Como último punto, la guía recuerda a las empresas que el teletrabajo está regulado desde hace unos años, mediante la Ley n.o 30036. Más allá de la recomendación realizadas por el Mintra para evitar la propagación del virus, considero muy interesante la coyuntura para que las empresas salgan de la zona de confort en que pudieran estar por la desconfianza o el sentido de pérdida de control que genera esta modalidad de trabajo.



En definitiva, siempre existirá resistencia a los cambios. Por otro lado, la posibilidad de tener personal que trabaje desde sus hogares podría beneficiar su equilibrio vida-trabajo, más aún cuando ya existen las herramientas informáticas para hacer factible este escenario.

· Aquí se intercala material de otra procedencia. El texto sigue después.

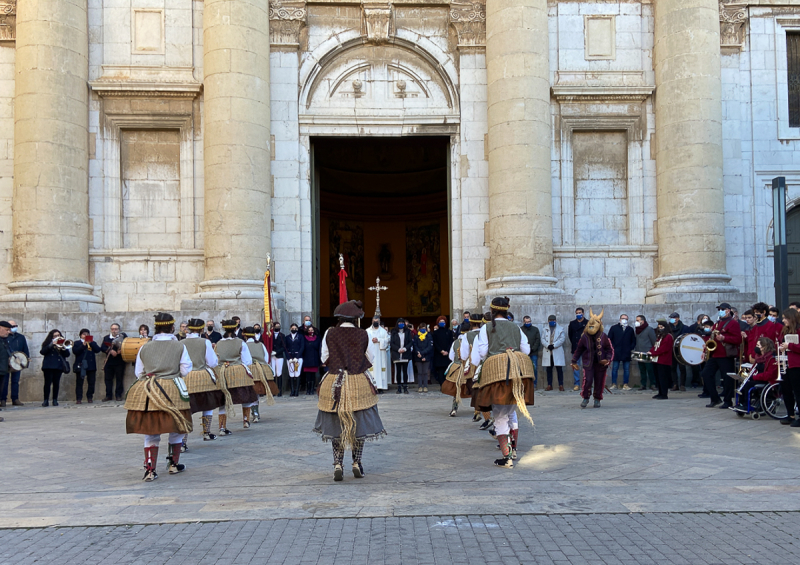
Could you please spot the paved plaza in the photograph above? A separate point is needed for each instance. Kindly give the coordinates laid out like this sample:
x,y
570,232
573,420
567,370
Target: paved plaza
x,y
636,481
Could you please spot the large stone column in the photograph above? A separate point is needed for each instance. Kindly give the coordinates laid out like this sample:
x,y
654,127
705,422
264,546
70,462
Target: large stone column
x,y
51,160
688,106
520,209
236,142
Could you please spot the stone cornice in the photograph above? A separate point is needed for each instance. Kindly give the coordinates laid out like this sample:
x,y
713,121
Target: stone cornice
x,y
468,17
8,20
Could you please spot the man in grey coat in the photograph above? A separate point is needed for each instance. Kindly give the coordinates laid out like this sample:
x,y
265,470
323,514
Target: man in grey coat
x,y
553,338
645,339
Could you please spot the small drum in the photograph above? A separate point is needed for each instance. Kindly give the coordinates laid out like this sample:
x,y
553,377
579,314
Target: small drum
x,y
689,349
18,361
130,348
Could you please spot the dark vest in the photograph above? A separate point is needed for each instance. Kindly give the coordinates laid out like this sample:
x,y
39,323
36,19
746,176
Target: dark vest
x,y
347,350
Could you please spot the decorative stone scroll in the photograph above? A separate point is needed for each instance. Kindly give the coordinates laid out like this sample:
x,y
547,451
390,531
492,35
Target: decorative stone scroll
x,y
377,21
469,20
287,18
732,20
8,20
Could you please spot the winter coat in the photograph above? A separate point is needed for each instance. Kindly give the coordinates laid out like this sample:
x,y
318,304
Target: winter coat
x,y
559,338
623,339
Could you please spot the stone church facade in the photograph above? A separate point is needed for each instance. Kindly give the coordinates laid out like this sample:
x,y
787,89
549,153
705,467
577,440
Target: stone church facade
x,y
603,153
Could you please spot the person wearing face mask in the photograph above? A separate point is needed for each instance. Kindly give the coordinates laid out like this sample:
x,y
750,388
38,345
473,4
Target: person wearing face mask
x,y
596,352
727,334
278,355
662,358
423,352
211,334
678,372
623,340
16,342
442,342
378,345
295,345
575,331
400,344
645,339
535,339
553,338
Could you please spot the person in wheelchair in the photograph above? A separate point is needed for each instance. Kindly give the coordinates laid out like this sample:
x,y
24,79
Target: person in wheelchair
x,y
766,373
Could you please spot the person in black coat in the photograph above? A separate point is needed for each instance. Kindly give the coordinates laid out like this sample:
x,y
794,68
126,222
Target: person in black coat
x,y
54,365
277,355
401,348
442,342
311,358
85,366
114,367
295,345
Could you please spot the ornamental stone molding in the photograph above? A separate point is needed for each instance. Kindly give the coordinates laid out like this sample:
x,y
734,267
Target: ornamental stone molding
x,y
8,20
377,20
732,20
287,18
469,20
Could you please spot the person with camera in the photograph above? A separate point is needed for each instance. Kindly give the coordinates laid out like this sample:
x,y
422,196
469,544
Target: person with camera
x,y
55,350
85,366
114,367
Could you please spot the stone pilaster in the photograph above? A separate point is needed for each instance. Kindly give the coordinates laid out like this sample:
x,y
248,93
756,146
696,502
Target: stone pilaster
x,y
236,142
688,108
520,230
51,159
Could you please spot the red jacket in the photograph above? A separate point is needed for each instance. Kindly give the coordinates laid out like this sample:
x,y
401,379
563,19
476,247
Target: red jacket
x,y
770,372
729,332
662,350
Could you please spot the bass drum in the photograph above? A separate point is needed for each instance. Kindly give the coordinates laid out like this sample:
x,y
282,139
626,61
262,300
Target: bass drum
x,y
689,349
130,348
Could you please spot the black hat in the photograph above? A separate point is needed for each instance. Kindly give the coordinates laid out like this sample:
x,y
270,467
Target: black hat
x,y
350,309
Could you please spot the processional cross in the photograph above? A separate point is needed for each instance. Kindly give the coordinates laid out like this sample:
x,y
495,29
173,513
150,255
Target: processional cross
x,y
378,288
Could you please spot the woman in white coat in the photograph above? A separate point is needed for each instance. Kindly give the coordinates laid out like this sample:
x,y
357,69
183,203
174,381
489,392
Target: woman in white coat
x,y
553,339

Otros beneficios que podría traer consigo esta tendencia serían la disminución del tráfico y, por ende, una menor contaminación ambiental y sonora. 

Impacto educacional

Más allá del aspecto económico, las medidas dictadas para contener la propagación del virus afectan la dinámica social del país. El último domingo se declaró al Perú en estado de emergencia, con aislamiento social obligatorio por 15 días, una medida extrema pero necesaria. Días antes, el inicio de clases escolares se postergó hasta el 30 de marzo. Lo mismo sucedió con los institutos y las universidades, a pesar de ser autónomas.

En Madrid, el 11 de marzo fue el primer día sin actividad docente. Aunque cada organismo educativo decidirá cómo hacer frente a esta situación para que no se pierda el semestre, de forma tímida surgen propuestas de llevar algunas de estas actividades al ámbito online. Surge así una tremenda oportunidad para llevar la tan proclamada transformación digital a la acción, desde las aulas.

Ciertamente, la resistencia al cambio, en este caso, vuelve a jugar en contra. La adopción de nuevas tecnologías por quienes ya están muy acostumbrados a medios tradicionales se convierte en un obstáculo. Asimismo, llevar los contenidos de los cursos enteramente a plataformas online resultaría tedioso. No obstante, el COVID-19 ya hizo su movida y nos toca a nosotros utilizar la situación para bien. Nunca es mal momento para que el país avance. ¿Dónde encontrar y cuáles serían otros "quick wins"?